Much is riding on the success of new investments to boost steel production in Venezuela, which has already seen its GDP grow by 4 percent in the first quarter of 2011, according to President Hugo Chavez. During a television address to citizens in early April, Chavez predicted the economy will be able to expand at a similar pace over the course of the year, doubling original government forecasts. Citing elevated oil prices and improvement in international exchange, Chavez seemed confident in his country’s capabilities to not only spur economic growth, but sustain it as well.
Chile: Rolling out the red carpet
While Chile’s steel industry is dominated by steel conglomerate Compañia de Acero del Pacífico S.A. (CAP S.A.), the nation is rich with iron ore, attracting mining companies from around the world.
In April, global commodities company Fauve Intertrade Corporation announced that it formed equity partnerships and acquired mining rights with several mines, in addition to acquiring and developing several ports in Central and Northern Chile. According to Fauve’s press release announcing its new Chilean operations, the company plans to capitalize on the increasing global demand for iron ore, especially in emerging Asian economies.
Last summer, UK-based London Mining announced a joint venture with partners in China and Chile to explore iron ore deposits in the Atacama region of Northern Chile. The near certainty that most iron ore produced from the project would be funneled almost entirely to Chinese steelmakers only highlights Chile’s emergence as one of South America’s top sources of the raw material, and China’s continuing efforts to secure resources outside of the world’s top three iron ore producers: Vale, BHP Billiton and Rio Tinto.

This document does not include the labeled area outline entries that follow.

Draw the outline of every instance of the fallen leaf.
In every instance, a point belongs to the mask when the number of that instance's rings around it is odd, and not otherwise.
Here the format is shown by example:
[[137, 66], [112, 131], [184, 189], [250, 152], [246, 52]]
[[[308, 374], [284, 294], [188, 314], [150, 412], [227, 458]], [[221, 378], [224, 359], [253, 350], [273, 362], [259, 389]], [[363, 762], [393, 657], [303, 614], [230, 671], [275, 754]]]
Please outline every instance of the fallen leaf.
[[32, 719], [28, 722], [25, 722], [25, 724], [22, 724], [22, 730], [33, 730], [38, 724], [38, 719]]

Aside from mine-development projects from international companies, Chilean-based companies are also joining up with overseas partners who have their sights set on Chilean ore. In early April, Hebei Iron & Steel Group Corp., China’s largest steelmaker by output, signed an agreement with CAP S.A.’s mining division, Compañía Minera del Pacífico (CMP), to jointly develop the Cerro Negro Norte iron ore deposit. According to CMP, the as-yet untapped deposit has magnetic resources of 223 million mt and 39 million mt of non-magnetic resources.
Of course, foreign interest is not the only thing driving the Chilean steel market toward success. According to local steel institute Instituto Chileno del Acero (ICHA), Chile’s domestic steel consumption rose 40 percent to 2.41 million mt in 2010. Additionally, steel imports grew 170 percent for the year, attributed to growing demand from the country’s construction industry—the Chilean Construction Chamber (CChC) expects that construction spending will grow 10.8 percent in 2011.
Therefore, not only is Chile an attractive source of steel raw materials, but it’s a promising destination for finished steel products as well—and steel companies around the world are already taking note. An in-depth assessment of Chile’s steel industry, from the perspective of one of its top players—CAP S.A. CEO Jaime Charles—is available on page 38, but one of the main themes that can be derived from the conversation is that while Chile is South America’s fourth largest steel producer at this point in time, it might not be for long.